La obsesión de la vicepresidenta consiste en atravesar fortalecida el proceso judicial que podría terminar con una condena de corrupción a finales de año. Necesita cohesión y a todo el peronismo alineado. Quiere tener la lapicera para llenar las listas de la etapa que viene. Si no es ella en el lugar principal, será con un candidato que la represente fielmente. Capitanich sueña con ser el elegido.
“Se terminó la era moderada”, insiste estos días el camporista Andrés Larroque. Su compañero Horacio Pietragalla, secretario de Derechos Humanos, añade: “Hoy manda el partido judicial, que nos imposibilita poner en práctica lo que queremos hacer”.
Juntas, las dos declaraciones expresan la frustración militante del kirchnerismo duro. Son la vanguardia del distribucionismo, pero les toca encarar un fenomenal ajuste de las cuentas públicas, que le encomendaron a Sergio Massa.
El amigo de EE.UU.
El efecto Recoleta -antes y después del disparo que no fue- les quitó repercusión a los recortes del gasto, a la devaluación en cuotas que incluyó beneficios para las grandes cerealeras -que no tienen las pymes exportadoras del conurbano- y a las promesas que hace Massa en Estados Unidos, donde se pasea como un amigo confiable por los salones del imperio.

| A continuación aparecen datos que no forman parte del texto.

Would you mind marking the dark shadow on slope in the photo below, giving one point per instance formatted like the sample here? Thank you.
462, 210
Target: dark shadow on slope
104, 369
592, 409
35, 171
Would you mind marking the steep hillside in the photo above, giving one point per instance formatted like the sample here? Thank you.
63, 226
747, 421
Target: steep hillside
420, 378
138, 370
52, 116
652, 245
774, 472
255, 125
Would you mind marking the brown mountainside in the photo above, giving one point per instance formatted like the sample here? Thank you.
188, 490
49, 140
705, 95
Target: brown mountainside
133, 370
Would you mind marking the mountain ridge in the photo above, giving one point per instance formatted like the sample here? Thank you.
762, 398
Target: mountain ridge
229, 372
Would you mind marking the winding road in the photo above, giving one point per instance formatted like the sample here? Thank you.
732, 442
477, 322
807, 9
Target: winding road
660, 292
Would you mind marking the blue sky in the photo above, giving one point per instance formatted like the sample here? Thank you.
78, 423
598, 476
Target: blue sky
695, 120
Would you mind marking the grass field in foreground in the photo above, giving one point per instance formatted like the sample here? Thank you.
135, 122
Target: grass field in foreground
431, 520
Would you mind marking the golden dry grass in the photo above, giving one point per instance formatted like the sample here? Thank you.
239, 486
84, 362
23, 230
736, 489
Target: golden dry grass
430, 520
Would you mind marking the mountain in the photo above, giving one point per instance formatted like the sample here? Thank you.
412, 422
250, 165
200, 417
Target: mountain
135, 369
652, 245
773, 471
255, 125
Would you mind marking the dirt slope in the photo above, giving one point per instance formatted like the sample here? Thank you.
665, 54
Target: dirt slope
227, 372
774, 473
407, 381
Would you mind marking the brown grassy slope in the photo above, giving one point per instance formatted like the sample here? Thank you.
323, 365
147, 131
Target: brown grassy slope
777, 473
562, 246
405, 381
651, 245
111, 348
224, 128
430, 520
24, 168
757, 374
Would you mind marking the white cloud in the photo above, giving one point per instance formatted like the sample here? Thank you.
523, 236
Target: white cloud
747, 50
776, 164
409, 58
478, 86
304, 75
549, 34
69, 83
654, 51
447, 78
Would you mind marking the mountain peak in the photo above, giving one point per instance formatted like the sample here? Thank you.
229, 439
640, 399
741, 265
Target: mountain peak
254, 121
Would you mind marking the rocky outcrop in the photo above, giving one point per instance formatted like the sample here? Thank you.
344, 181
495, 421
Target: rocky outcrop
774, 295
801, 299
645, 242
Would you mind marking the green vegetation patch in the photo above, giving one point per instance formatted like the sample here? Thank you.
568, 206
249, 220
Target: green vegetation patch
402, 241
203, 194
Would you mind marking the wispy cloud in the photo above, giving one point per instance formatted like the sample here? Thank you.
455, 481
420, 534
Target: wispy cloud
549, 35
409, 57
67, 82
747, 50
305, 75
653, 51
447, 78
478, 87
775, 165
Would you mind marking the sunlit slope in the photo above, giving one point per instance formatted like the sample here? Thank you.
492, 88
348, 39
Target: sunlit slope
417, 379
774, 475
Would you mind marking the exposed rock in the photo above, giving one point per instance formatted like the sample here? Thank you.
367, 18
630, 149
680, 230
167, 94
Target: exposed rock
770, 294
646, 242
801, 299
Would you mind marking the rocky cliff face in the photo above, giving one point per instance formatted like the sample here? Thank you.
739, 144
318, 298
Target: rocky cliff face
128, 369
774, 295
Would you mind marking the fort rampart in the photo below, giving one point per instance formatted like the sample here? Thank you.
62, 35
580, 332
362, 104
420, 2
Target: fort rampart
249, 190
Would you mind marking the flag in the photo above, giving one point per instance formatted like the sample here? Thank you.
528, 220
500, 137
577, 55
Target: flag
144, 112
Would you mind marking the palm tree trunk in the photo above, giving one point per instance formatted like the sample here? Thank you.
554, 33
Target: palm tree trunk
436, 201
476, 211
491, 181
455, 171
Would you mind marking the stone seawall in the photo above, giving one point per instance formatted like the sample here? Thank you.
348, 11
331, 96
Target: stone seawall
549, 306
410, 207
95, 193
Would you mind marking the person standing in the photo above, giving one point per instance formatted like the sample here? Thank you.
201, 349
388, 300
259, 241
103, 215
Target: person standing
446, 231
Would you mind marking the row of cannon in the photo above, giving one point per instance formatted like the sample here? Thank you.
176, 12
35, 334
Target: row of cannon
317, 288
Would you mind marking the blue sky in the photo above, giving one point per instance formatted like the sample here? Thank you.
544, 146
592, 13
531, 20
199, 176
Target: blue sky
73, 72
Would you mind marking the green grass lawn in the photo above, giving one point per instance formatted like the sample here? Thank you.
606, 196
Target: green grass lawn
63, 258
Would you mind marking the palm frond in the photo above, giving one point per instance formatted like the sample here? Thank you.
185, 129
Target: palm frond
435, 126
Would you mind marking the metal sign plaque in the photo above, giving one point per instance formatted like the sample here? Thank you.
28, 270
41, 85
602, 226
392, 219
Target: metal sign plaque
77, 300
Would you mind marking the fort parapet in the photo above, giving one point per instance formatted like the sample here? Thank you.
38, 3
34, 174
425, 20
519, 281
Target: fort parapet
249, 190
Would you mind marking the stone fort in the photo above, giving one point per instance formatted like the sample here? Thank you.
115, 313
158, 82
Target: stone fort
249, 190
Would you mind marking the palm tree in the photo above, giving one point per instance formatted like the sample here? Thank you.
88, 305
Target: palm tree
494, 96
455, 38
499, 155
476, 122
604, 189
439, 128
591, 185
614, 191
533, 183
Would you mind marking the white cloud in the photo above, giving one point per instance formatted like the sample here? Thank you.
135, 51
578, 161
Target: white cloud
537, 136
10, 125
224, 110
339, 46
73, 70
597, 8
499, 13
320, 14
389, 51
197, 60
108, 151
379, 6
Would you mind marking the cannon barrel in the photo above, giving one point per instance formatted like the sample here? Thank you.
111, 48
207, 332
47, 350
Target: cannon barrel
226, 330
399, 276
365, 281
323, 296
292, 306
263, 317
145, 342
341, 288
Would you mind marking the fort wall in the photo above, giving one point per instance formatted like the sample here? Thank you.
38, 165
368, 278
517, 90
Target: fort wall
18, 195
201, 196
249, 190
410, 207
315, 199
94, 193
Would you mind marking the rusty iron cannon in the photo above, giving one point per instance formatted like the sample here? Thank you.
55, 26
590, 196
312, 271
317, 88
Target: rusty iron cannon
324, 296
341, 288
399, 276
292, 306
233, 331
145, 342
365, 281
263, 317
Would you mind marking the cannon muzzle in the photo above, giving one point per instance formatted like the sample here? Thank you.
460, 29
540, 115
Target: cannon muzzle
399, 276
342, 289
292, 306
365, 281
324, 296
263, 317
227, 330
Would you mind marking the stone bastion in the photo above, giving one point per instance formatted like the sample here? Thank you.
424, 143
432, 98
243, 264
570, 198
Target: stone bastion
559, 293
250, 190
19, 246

“El acuerdo con el campo es horrendo para nosotros, pero hoy no nos quedan muchas cartas en el mazo”, se sincera un dirigente bonaerense cercano a Kicillof. Es curioso cómo la realidad ha girado por completo la expresión que Cristina y sus fieles asumieron como un eslogan después de la derrota electoral de 2021. Antes -cuando había que combatir al “liberal” Martín Guzmán- decían que “las políticas” estaban por encima de la “unidad”. Ahora llaman a abroquelarse sin distraerse con el rumbo de la gestión porque lo que está en marcha es “un ataque contra todo el peronismo”.

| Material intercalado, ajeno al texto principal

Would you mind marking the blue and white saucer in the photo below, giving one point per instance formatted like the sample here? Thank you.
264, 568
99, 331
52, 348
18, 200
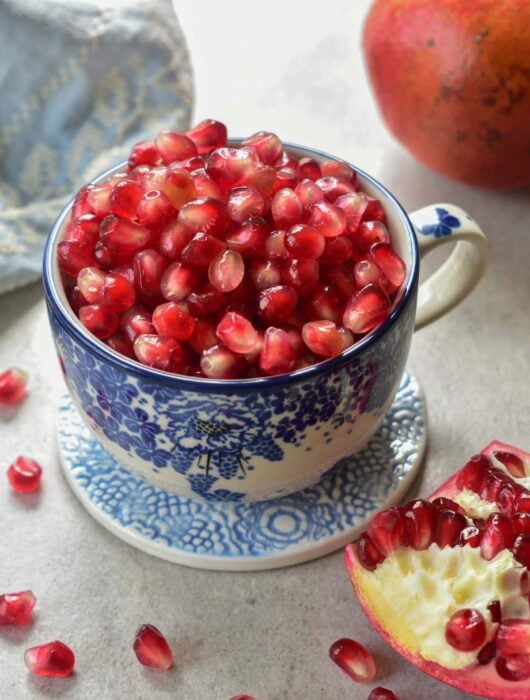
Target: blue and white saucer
248, 536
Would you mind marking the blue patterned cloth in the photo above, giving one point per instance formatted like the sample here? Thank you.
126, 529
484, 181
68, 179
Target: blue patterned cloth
81, 81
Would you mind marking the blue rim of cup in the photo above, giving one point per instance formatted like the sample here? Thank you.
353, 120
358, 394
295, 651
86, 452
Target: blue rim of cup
68, 319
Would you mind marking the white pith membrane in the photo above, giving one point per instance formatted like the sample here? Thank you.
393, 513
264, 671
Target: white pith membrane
416, 592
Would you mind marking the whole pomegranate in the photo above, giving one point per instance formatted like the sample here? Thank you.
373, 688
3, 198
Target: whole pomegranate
452, 79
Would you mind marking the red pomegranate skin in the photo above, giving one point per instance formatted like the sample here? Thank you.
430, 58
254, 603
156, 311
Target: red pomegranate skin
452, 79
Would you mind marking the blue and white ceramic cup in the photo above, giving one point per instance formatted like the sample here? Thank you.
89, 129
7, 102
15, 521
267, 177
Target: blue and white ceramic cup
255, 439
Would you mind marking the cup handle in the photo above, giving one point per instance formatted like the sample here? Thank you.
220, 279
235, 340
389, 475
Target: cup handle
453, 281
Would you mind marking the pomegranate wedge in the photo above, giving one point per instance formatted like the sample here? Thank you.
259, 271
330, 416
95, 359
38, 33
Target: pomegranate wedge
445, 580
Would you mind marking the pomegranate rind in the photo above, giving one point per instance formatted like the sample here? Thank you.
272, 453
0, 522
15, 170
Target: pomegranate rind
482, 681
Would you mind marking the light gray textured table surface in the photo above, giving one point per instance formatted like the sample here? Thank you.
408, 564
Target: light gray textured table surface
297, 71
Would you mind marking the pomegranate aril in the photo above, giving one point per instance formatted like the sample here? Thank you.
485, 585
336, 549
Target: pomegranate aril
380, 693
202, 249
466, 630
388, 530
369, 555
99, 320
72, 256
228, 166
322, 338
152, 649
160, 352
276, 304
389, 262
207, 135
178, 281
244, 202
420, 519
219, 362
470, 535
249, 238
366, 309
154, 210
472, 475
515, 667
266, 145
513, 463
171, 320
121, 235
13, 384
136, 321
53, 659
24, 475
144, 153
335, 187
521, 550
125, 198
328, 219
305, 242
277, 355
286, 208
204, 214
337, 251
237, 333
265, 273
174, 146
353, 659
226, 271
16, 608
498, 534
448, 527
203, 336
302, 275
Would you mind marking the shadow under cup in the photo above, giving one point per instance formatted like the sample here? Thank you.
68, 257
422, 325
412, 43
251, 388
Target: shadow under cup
245, 439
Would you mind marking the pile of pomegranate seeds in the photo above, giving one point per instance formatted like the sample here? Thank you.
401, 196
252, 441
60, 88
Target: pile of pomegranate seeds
24, 475
12, 387
16, 608
225, 263
353, 659
151, 648
53, 659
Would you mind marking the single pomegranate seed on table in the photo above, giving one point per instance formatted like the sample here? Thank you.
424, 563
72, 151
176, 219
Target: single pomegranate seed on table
322, 338
53, 659
144, 153
512, 462
24, 475
170, 320
16, 608
13, 385
513, 637
244, 202
160, 352
174, 146
368, 553
380, 693
207, 135
267, 146
286, 208
513, 667
353, 659
388, 530
219, 362
237, 333
276, 304
366, 309
152, 649
277, 355
466, 630
420, 519
498, 534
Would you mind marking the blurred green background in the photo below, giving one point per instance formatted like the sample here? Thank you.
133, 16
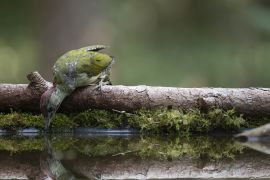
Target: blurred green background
185, 43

Massa opera en una suerte de realidad paralela, desconectado de las guerras culturales de sus aliados. Compró tiempo en forma de reservas y alejó -sin conjurar del todo- la posibilidad cierta de un estallido macroeconómico. “Entre lo que logró y lo que vende pero no tiene, Sergio trajo tranquilidad y eso es oro puro en este momento”, dice un ministro nacional.
El alivio tendrá un costo social todavía incalculable. La quita de subsidios, una inflación anual que se asoma al 100% y la perspectiva de un 2023 recesivo o de bajísimo crecimiento explican en gran medida la necesidad de agitación simbólica del kirchnerismo.
El atentado le permite ensayar la tesis de que las carencias del presente no son producto de la mala praxis del Gobierno o de la insensibilidad de sus funcionarios sino de una crisis en el modelo de convivencia, por culpa del odio político y la mala fe de los opositores. Juliana Di Tullio, otra incondicional cristinista, alimentó ayer esa idea mientras en Luján se celebraba la “misa por la paz” convocada por el oficialismo: “El fundamentalismo siempre tiene pertenencia y financiamiento. No hay lobos sueltos. Un grupo de neonazis vendiendo algodones de azúcar parece una cargada”. La Justicia no tiene por el momento ningún indicio de que pueda haber una mente maestra detrás de Sabag Montiel y su novia. Pero la sola alusión a una sospecha robustece el relato persecutorio.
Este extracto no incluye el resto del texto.